8. Plotting the data with regression lines

library(ggplot2)

ggplot(df, aes(x = actual_age, y = pred_age, color = group)) +
  geom_point(alpha = 0.5, size = 1.8) +
  geom_smooth(method = "lm", formula = y ~ x, se = FALSE, linewidth = 1.1) +
  scale_color_manual(values = c("TD"="#1f77b4","HH"="#2ca02c","LD"="#000000","ASD"="#d62728")) +
  labs(
    x = "Actual age (months)",
    y = "Predicted vocal development age",
    title = "Multiple Regression With Group-Specific Slopes"
  ) +
  theme_minimal(base_size = 13) +
  theme(
    panel.grid.major = element_line(color = "grey80", linetype = "dashed"),
    panel.grid.minor = element_blank(),
    panel.border = element_blank(),
    axis.line.x = element_line(color = "black", linewidth = 0.5),
    axis.line.y = element_line(color = "black", linewidth = 0.5)
  )

This produces:

  • Four overlapping point clouds.
  • Four regression lines, each capturing its group’s slope.
  • A structure similar to the published plot you provided.
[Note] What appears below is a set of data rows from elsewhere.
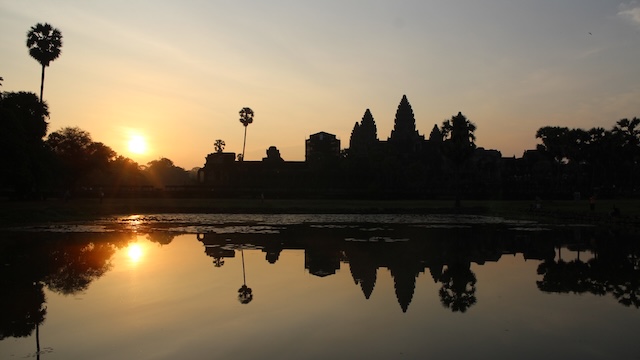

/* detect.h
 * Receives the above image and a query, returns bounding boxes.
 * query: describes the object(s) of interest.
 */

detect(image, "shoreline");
[0,198,640,228]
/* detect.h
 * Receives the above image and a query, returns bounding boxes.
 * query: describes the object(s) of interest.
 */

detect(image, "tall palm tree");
[27,23,62,102]
[240,107,253,160]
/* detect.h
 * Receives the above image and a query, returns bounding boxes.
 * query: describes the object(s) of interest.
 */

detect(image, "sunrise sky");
[0,0,640,169]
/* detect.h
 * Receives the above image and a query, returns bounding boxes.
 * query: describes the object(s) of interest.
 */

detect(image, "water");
[0,215,640,359]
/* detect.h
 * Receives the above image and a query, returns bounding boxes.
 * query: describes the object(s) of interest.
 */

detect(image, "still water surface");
[0,215,640,359]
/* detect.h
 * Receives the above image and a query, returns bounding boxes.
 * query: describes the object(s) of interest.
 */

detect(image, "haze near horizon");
[0,0,640,169]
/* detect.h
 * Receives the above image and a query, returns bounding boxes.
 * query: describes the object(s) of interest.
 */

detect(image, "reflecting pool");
[0,214,640,359]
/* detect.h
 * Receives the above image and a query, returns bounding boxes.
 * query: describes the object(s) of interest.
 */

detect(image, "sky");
[0,0,640,170]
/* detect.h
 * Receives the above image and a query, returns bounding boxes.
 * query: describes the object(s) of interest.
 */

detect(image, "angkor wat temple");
[198,96,552,199]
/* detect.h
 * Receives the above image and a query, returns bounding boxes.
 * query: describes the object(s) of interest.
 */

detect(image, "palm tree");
[441,112,476,208]
[27,23,62,102]
[240,107,253,160]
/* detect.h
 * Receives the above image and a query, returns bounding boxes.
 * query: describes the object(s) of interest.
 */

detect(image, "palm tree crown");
[27,23,62,102]
[240,107,253,160]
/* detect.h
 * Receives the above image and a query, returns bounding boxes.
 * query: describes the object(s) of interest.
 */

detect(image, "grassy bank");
[0,198,640,226]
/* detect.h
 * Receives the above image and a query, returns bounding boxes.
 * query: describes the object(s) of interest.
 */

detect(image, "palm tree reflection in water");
[238,247,253,304]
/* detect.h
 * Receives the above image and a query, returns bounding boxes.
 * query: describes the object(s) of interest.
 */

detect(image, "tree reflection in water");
[238,248,253,304]
[198,224,640,313]
[0,233,132,340]
[438,263,477,312]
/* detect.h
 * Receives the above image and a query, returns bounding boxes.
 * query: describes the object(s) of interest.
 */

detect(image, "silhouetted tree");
[27,23,62,102]
[611,117,640,190]
[46,127,116,189]
[439,264,477,312]
[238,107,253,161]
[442,112,476,207]
[0,92,50,196]
[213,139,226,153]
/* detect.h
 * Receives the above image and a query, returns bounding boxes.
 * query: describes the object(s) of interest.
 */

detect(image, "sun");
[128,135,147,154]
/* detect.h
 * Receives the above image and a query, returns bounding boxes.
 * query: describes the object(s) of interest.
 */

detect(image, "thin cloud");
[618,1,640,26]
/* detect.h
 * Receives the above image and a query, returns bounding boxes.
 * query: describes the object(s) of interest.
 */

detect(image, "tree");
[238,107,253,161]
[27,23,62,102]
[0,91,50,196]
[46,127,116,188]
[213,139,227,153]
[442,112,476,207]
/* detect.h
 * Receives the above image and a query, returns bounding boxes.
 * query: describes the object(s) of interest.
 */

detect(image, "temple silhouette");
[198,95,504,199]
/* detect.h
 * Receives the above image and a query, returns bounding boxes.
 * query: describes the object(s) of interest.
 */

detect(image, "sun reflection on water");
[127,243,144,264]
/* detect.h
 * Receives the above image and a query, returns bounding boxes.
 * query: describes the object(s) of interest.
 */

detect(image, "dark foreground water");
[0,215,640,359]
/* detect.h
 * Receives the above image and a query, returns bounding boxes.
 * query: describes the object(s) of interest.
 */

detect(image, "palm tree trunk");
[40,65,45,104]
[242,125,247,161]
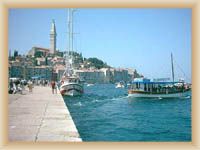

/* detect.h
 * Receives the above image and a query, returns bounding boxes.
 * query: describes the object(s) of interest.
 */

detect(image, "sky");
[8,8,192,81]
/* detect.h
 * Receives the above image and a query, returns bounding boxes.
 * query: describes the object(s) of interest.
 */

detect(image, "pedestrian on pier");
[28,80,33,92]
[51,81,57,94]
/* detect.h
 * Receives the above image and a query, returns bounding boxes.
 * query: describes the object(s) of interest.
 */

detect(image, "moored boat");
[128,78,191,98]
[128,54,191,98]
[60,9,84,96]
[60,76,83,96]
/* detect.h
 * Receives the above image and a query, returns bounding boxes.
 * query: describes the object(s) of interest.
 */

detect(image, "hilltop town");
[9,20,141,83]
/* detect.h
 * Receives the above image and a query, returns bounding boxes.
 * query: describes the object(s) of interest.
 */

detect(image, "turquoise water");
[64,84,191,141]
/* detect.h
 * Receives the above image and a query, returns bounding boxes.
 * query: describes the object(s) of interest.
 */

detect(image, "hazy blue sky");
[9,9,192,79]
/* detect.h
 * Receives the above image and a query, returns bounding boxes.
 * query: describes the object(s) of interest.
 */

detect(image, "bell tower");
[50,19,57,54]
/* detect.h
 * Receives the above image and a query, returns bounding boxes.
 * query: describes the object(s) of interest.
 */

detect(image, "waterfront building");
[28,20,57,57]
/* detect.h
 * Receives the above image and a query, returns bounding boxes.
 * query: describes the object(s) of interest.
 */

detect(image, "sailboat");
[60,8,84,96]
[128,53,191,98]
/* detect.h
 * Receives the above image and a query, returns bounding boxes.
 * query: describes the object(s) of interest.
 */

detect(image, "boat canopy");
[131,81,183,84]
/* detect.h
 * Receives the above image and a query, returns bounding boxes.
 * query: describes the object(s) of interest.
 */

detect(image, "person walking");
[28,80,33,92]
[51,81,57,94]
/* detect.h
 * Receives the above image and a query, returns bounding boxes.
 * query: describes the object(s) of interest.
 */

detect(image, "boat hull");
[60,83,83,96]
[128,91,190,98]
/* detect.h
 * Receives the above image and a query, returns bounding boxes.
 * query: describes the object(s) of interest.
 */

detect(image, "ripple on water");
[65,84,191,141]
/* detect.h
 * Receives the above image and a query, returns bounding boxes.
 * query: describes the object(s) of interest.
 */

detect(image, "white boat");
[60,9,84,96]
[128,55,191,98]
[60,76,83,96]
[87,83,94,86]
[115,82,125,88]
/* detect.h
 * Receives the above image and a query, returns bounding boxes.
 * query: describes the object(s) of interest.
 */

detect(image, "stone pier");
[8,86,82,142]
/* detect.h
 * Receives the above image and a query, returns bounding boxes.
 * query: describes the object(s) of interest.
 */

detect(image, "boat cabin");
[129,78,186,94]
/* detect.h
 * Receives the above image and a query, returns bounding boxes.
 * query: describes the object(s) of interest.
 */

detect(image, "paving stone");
[8,86,82,142]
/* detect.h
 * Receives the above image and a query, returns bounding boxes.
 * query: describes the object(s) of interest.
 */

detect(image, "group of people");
[8,79,58,94]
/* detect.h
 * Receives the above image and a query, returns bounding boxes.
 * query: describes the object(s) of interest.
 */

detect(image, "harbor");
[8,8,192,142]
[8,86,82,142]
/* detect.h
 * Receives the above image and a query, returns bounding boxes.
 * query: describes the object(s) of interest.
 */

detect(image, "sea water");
[64,84,191,141]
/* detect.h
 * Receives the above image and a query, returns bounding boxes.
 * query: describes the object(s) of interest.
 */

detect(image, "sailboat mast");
[171,53,174,82]
[68,8,71,54]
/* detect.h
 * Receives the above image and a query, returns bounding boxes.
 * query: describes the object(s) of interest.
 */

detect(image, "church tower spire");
[50,19,57,54]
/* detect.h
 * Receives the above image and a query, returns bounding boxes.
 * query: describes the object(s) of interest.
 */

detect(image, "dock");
[8,86,82,142]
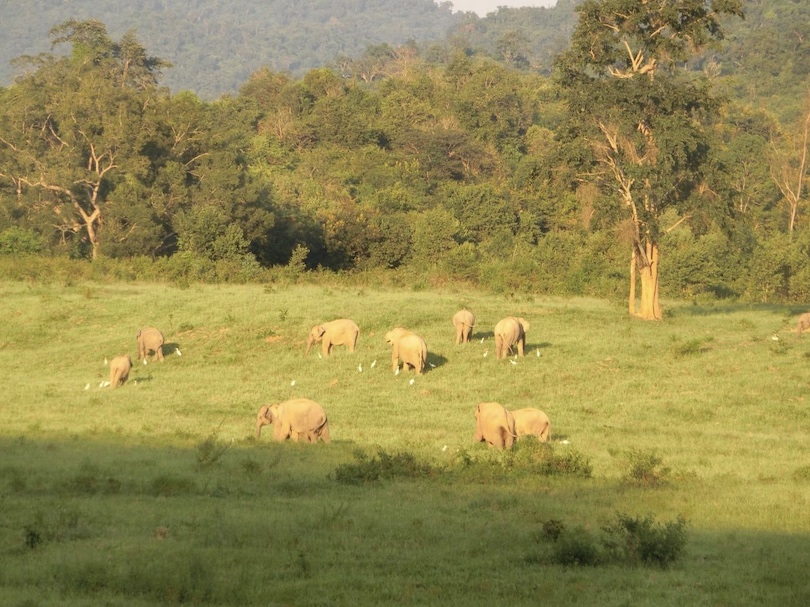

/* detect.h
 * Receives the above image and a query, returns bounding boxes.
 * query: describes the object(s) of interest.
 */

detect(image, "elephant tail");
[317,418,332,443]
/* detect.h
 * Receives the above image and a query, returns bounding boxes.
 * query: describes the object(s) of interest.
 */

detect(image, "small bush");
[334,449,433,485]
[195,424,231,468]
[626,449,670,487]
[551,527,602,567]
[504,436,593,478]
[672,337,712,358]
[0,226,45,256]
[150,475,195,497]
[602,513,686,569]
[793,466,810,483]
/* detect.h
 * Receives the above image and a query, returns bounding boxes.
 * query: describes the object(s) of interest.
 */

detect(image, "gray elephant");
[304,318,360,356]
[512,408,551,443]
[138,327,163,360]
[796,312,810,337]
[110,354,132,388]
[453,308,475,344]
[473,402,517,449]
[495,316,529,358]
[256,398,332,443]
[385,327,427,375]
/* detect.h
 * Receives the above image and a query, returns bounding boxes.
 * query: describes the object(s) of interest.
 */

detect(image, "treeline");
[0,14,810,301]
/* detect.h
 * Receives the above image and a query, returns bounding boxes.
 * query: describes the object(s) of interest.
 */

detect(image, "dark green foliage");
[332,449,434,485]
[527,512,686,569]
[602,513,686,569]
[196,429,232,468]
[0,227,45,255]
[626,449,670,487]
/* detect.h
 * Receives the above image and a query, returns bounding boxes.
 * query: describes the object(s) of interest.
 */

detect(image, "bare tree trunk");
[627,245,637,316]
[638,242,663,320]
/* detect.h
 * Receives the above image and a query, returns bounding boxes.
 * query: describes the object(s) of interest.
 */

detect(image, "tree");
[771,91,810,238]
[0,20,168,259]
[558,0,742,320]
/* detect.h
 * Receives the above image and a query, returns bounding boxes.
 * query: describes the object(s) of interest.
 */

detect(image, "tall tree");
[558,0,742,320]
[771,90,810,238]
[0,20,167,259]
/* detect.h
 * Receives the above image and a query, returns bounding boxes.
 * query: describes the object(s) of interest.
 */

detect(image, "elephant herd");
[256,309,551,449]
[110,327,163,388]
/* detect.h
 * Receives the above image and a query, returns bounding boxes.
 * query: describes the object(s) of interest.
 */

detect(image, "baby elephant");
[512,408,551,443]
[797,312,810,337]
[256,398,332,443]
[110,354,132,388]
[138,327,163,360]
[453,308,475,344]
[473,402,517,449]
[495,316,529,358]
[385,327,427,375]
[304,318,360,356]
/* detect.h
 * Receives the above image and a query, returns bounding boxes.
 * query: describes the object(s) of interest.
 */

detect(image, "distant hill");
[0,0,574,99]
[0,0,810,117]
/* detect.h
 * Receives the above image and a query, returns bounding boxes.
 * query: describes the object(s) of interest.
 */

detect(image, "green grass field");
[0,282,810,607]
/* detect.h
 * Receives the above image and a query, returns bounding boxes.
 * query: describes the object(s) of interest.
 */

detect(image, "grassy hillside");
[0,282,810,606]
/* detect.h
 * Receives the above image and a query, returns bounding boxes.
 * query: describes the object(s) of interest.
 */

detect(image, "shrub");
[626,449,670,487]
[551,527,602,567]
[0,226,45,255]
[504,436,593,478]
[602,513,686,569]
[334,449,433,485]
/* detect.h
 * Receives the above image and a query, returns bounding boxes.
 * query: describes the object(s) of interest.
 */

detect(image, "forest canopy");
[0,0,810,308]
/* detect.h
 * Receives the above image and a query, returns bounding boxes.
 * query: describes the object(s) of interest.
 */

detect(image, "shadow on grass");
[665,302,810,318]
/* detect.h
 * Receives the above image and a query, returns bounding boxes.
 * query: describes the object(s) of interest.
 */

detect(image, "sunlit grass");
[0,282,810,605]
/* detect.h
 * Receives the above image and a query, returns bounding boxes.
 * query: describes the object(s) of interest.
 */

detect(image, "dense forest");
[0,0,810,318]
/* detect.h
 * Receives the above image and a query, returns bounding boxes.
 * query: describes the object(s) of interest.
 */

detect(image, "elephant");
[385,327,427,375]
[110,354,132,388]
[473,402,517,449]
[495,316,529,358]
[304,318,360,356]
[512,408,551,443]
[138,327,163,361]
[453,308,475,344]
[256,398,332,443]
[797,312,810,337]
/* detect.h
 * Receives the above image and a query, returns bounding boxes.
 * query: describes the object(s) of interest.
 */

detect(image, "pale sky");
[446,0,557,17]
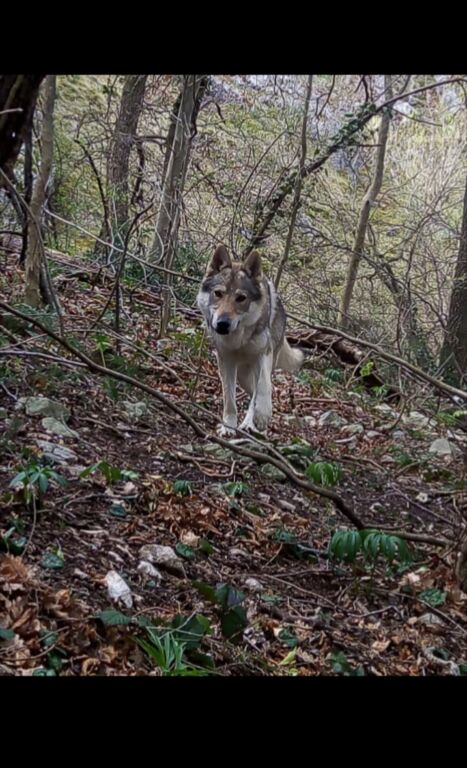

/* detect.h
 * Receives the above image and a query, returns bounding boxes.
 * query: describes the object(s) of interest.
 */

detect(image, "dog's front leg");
[241,353,273,432]
[217,354,237,437]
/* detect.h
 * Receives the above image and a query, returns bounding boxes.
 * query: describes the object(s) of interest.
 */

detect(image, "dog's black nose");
[216,317,230,335]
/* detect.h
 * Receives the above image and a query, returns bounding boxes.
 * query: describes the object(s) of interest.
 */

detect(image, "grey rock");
[341,424,365,435]
[318,411,346,427]
[16,397,70,421]
[428,437,462,457]
[37,440,78,464]
[41,416,79,437]
[137,560,162,586]
[139,544,185,576]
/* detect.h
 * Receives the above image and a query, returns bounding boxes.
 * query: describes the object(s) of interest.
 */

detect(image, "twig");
[0,301,365,529]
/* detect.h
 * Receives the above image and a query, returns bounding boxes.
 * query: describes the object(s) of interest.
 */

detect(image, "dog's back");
[198,245,303,434]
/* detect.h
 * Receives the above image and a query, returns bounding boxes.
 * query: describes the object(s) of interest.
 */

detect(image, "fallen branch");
[287,312,467,403]
[0,301,366,530]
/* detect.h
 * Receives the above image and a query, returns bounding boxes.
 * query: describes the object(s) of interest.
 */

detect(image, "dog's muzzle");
[214,316,231,336]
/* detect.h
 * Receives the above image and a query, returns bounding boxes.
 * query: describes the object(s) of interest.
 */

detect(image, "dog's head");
[198,245,264,335]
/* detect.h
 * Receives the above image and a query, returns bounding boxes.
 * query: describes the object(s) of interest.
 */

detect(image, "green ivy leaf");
[95,609,133,627]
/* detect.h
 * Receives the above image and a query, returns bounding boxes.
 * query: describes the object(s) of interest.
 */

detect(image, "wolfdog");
[198,245,303,435]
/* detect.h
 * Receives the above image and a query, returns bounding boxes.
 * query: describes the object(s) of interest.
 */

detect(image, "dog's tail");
[277,339,305,373]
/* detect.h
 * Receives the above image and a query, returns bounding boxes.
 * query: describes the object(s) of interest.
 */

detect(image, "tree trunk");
[151,75,208,336]
[96,75,148,255]
[25,75,56,307]
[337,75,392,330]
[0,75,45,178]
[19,123,33,265]
[274,75,313,290]
[440,170,467,387]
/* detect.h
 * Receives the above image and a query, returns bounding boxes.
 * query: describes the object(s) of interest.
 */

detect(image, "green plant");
[329,529,412,563]
[326,651,365,677]
[222,480,250,497]
[135,614,214,677]
[193,581,248,640]
[272,527,315,560]
[305,461,342,486]
[80,461,139,485]
[389,445,414,467]
[172,480,192,496]
[359,360,375,378]
[9,461,66,507]
[324,368,344,384]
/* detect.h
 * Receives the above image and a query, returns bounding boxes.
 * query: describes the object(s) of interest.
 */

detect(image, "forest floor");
[0,249,467,676]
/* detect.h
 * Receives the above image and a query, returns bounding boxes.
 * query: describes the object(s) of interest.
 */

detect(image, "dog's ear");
[206,245,232,276]
[242,251,261,279]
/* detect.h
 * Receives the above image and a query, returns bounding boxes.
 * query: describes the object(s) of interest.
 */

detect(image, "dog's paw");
[216,424,235,437]
[253,412,270,433]
[240,418,267,435]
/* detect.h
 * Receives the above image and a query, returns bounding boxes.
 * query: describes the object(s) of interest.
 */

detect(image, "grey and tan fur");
[198,245,303,435]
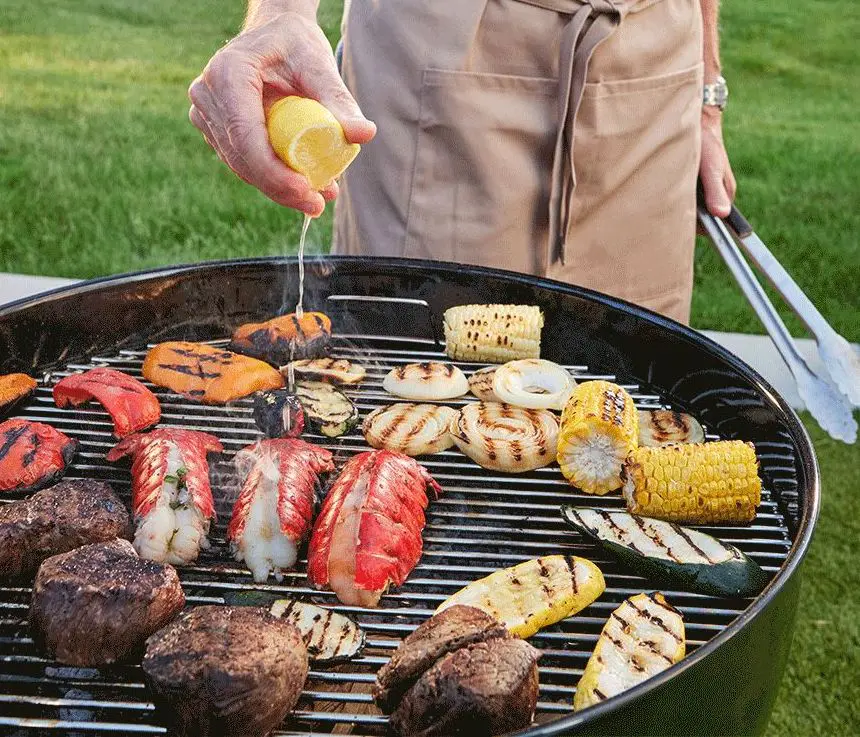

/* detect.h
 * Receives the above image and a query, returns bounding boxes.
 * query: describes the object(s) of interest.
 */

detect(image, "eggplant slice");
[561,505,768,597]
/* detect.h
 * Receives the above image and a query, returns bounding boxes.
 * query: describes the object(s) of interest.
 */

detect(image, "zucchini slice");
[639,409,705,448]
[561,505,768,597]
[436,555,606,638]
[573,593,686,711]
[296,381,358,438]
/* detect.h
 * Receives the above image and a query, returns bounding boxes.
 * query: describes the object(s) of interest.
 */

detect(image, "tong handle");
[726,206,836,341]
[698,205,810,366]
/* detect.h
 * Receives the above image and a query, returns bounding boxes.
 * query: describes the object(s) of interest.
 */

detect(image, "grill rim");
[0,254,821,737]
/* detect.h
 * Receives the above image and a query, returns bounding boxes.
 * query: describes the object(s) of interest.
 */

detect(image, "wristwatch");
[702,77,729,110]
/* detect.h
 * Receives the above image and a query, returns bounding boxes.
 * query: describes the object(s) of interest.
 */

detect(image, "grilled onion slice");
[281,358,367,384]
[362,402,458,456]
[639,409,705,447]
[382,361,469,402]
[493,358,576,411]
[451,402,558,473]
[469,366,502,402]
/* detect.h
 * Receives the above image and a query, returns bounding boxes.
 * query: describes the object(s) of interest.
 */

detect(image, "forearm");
[244,0,319,29]
[701,0,721,84]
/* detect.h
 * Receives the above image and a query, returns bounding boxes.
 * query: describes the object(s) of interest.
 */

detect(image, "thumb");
[313,59,376,143]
The final figure gives the whole story visually. The clouds show the raw relationship between chronological age and predicted development, while the colored lines show each group’s developmental trajectory. A steep line implies predicted vocal age increases quickly with real age, whereas a shallow line implies slower alignment. The vertical spread demonstrates how noisy vocal maturation can be from child to child. If TD shows a steeper slope than HH, which in turn is steeper than LD, which is steeper than ASD, you can almost see the developmental divergence across conditions unfolding before your eyes.